With this overall market relatively constrained by the economy look for any new construction there to create vacancies elsewhere. There is no discernable population growth in the overall metro area. This may have looked better back in the economic heydey of the 1990s when it was hatched but today it raises some big questions. Is government so inflexible that they cannot take a step back and take a fresh look at going forward? Yes there would be protest from the land speculators but isn’t that why they call it speculation?

David Esrati
David Esrati

And note: Hara Arena’s business went south when the Nutter Center opened- this will destroy South Dayton Metro ice rink.
I’m sorry- RG Properties can do anything they want- but shouldn’t get a dime of tax dollar support for this project.
It’s bad enough we’re building the off ramp for them.


To Bruce, I agree that Austin Road will be competing with the I-675/Mall Area market(the corridor between I-675 and OH 725). In a way this is a southward extension of Lexis/Nexis-Newmark-Lyons Road -I-657/Yankee office park stuff.

Or, if you want to look at it as an industrial/distro site, an extension of the large floorplate stuff west of 675 along Byers Road.

When I say downtown is pretty dead already I base this on running the numbers, not opinion. It had 7% of the county workforce as of 2005. The bigger picture is that the giant sucking sound to the east and south is being heard in the north suburbs too. The office market for north Dayton suburbs is at the same 20%-30% vacancy rate as it is for downtown (according to Colliers Internationl market surveys).

Yes its true, it’s not just Dayton city that is being effected by the re-orientation of growth to Greene County and southward.


To David, RG Properities are amazing, aren’t they. These guys have nearly every key intersection south of Spring Valley sewed up.

>cue Boss Hawg drawl<

Ah am impressed!

Bruce Kettelle

Jeff – Please don’t minimize this project’s effect on Dayton because “downtown is pretty dead already”. Dayton’s biggest challenge is to attract new employers to the core and retain the few they have managed to hold on to. My point is that with nearby competition like this, new office based businesses will have another reason be lured to suburbia rather than downtown.
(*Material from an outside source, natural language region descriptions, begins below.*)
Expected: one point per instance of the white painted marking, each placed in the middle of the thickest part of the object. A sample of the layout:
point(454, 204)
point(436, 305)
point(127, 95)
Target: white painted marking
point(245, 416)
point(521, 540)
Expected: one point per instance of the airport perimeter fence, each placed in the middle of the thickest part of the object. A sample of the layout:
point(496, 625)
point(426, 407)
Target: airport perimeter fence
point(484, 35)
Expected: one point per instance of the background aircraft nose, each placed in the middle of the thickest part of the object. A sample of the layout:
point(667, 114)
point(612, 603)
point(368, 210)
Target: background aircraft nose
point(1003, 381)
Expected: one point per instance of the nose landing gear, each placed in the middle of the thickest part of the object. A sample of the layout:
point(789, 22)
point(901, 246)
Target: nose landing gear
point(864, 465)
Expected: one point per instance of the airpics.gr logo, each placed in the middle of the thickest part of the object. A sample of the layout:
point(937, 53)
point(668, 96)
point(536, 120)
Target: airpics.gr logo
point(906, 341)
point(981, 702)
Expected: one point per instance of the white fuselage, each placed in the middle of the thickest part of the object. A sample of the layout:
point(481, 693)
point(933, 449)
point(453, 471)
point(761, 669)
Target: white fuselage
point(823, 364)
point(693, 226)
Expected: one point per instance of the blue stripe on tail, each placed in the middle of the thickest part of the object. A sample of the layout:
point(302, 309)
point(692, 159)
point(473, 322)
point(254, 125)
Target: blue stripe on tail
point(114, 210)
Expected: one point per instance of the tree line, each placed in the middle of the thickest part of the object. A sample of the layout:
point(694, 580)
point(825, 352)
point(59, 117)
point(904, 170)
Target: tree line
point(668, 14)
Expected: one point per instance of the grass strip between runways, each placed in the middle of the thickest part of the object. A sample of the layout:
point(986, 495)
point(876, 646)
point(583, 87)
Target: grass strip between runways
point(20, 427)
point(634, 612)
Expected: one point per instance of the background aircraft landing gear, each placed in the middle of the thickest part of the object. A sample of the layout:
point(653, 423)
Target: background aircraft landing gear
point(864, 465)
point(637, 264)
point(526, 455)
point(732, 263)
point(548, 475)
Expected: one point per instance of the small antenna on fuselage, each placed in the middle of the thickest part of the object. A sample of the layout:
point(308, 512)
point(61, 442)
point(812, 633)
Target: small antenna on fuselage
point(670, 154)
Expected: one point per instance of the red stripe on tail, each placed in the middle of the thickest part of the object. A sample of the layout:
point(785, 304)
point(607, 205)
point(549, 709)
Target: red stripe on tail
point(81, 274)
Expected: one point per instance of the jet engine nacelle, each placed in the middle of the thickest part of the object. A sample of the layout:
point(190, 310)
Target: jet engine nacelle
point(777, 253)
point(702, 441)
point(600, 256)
It is not so much the fault of developers as it is the public that continues to accept sprawl and planners that continue to allow it.
Unchecked the developing world will eventually run out of land to grow food to feed all of us, when do we start planning for that?


You all are touched. I live down here. We need the interchange and the additional business. Stop hating people that create jobs and opportunity for others.